Union City woman files suit alleging cop invited himself in & sexually assaulted her


A Union City woman has filed a lawsuit against the city, police department, and a police officer who allegedly invited himself into her home last year and sexually assaulted her.

By John Heinis/Hudson County View

“Defendant UCPD had constructive notice when another police officer unnamed at this time knew that Officer Torres was going to Plaintiff’s home that night and could have prevented
this from occurring. Plaintiff told another officer that she thought Officer Torres was creepy
and strange while she was at the station prior to January 24, 2023 for a domestic violence complaint,” the 20-count lawsuit, filing in Hudson County Superior Court today, says.

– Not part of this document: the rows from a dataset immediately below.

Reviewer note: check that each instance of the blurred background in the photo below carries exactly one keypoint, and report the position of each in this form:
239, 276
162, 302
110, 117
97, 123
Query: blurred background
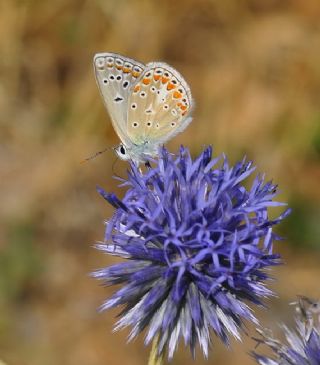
254, 70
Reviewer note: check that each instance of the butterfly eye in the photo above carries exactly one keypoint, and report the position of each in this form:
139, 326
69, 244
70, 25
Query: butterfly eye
122, 150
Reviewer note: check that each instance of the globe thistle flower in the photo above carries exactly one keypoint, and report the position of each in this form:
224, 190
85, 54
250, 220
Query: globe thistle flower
302, 345
198, 244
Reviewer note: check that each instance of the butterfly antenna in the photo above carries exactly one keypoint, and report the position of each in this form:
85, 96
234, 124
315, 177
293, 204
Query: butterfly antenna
95, 155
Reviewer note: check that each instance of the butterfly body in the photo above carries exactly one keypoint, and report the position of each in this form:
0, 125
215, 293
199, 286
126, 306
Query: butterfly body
148, 104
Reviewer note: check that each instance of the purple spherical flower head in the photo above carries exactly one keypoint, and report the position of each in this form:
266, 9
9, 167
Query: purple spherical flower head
197, 243
302, 345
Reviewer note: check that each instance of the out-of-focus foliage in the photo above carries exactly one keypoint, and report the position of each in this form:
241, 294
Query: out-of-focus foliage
254, 69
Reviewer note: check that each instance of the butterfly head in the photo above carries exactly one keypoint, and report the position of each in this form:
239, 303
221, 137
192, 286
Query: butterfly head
122, 152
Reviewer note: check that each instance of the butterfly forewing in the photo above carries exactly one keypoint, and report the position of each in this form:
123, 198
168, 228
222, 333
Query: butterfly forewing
115, 77
159, 105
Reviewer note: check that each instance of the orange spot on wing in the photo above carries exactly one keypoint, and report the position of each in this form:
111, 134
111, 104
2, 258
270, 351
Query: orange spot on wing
177, 95
135, 73
146, 81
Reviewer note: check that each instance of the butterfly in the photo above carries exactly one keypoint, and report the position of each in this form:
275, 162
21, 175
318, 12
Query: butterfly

“Plaintiff accidentally backed into another vehicle while she was at the station for the domestic violence complaint. When Officer Torres told another police officer that he was going to Plaintiff’s house that night to personally gather Plaintiff’s registration/insurance card. The other unnamed officer responded to him: You didn’t have to go to your house that night for anything that he could get the information out of the system.”

The suit continues that this breach of protocol was never reported to a superior officer and Officer Ulises Torres showed up to the home of the victim, identified only as YM, that evening around 11:30 p.m. while he was still on duty.

He also allegedly intentionally turned off his police body camera before entering the building.

Furthermore, Torres is accused of showing up outside of the plaintiff’s apartment unannounced rather than having her bring her insurance and registration to police headquarters.

“Officer Torres was there waiting in his police vehicle when Plaintiff arrived home and
himself in. Plaintiff felt intimidated and powerless, especially since a police officer just showed up at Plaintiff’s house waiting for her to arrive at such a late time,” the suit contends.

“Officer Torres first asked to see pictures of Plaintiff on her phone and quickly asked if she had had a breast reduction. Officer Torres then went to the bathroom and looked out the door and signaled Plaintiff to come into the bathroom with him, of which she did not agree to.”

The officer, who joined the department in 2016, allegedly then tried to kiss her, pull her shirt up, and “proceeded to pull her right breast out of her bra and he attempted to suck her nipple” all while her three-year-old daughter was watching.

The alleged victim pushed Torres away and he eventually left, but he continued to contact her the next day via WhatsApp, offering to blame her ex-boyfriend for the car accident, as well as offering to send her money if needed, all unsolicited, the lawsuit asserts.

The Union City Police Department’s 2023 Annual Major Disciple Report indicated that Torres was suspended for 30 days last year for “conduct unbecoming of a public employee, neglect of duty, and other sufficient cause,” as only HCV reported in February.

An updated copy of the report says that Torres completed a call for service and responded back to the victim’s residence, where he “engaged in inappropriate touching of the victim.”

According to the litigation, he was given the option to resign after the suspension was up and he is no longer with the Union City PD.

The lawsuit, which also names Police Chief Anthony Facchini and several John Does, also claims that one of Torres’ superiors asked her out on a date approximately nine months later.

YM, through her Weehawken-based attorney Nicholas Pagliara, alleges a violation of her 14th Amendment Rights, failure to train and supervise, gender discrimination, assault, battery, sexual battery, false imprisonment, intentional infliction of emotional distress, failure to intervene, and negligence – among other things.

As a result, she is seeking compensatory, statutory and punitive damages, as well as damages for lost wages and medical bills, damages for emotional distress, attorneys’ fees and costs of suit, along with any relief the court deems just and equitable.

Pagliara and counsel for the city both did not return emails seeking comment.